Это было естественно. Талантливый врач и физик, во имя революции отказавшийся от научной карьеры и обеспеченной жизни, Марат раньше других сумел заглянуть в будущее и сквозь мишуру громких фраз буржуазных лидеров Учредительного собрания, как и Бабёф, разглядел их подлинную сущность. Бичуя политику министра финансов Неккера и лицемерие парижского муниципалитета, он был одним из тех, кто вызвал к жизни события начала октября — события, невольным свидетелем которых оказался и Франсуа Ноэль, всё ещё пребывавший в столице.
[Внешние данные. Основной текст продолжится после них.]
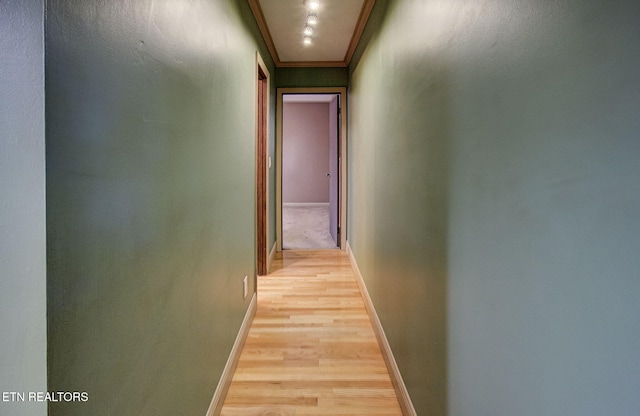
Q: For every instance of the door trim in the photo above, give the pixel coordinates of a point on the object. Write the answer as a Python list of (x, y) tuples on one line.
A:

Строго говоря, — и Бабёф прекрасно понимал это — события вызвал не Марат. Марат лишь помогал народу разбираться в происходящем.
События вызвал голод.
Голод? О каком голоде, казалось бы, можно было говорить в Париже осенью 1789 года? Ведь урожай выглядел вовсе не плохим, зерна в амбарах было достаточно и перебоев в продаже хлеба не ожидалось.
Тем не менее уже в сентябре в столице появились очереди у булочных; бедняк, простоявший с ночи у дверей лавки, часто не мог получить даже половины каравая, плохо выпеченного из негодной муки.
10
Элога — восхваление, панегирик (лат.).
11
«Друг народа» (франц.).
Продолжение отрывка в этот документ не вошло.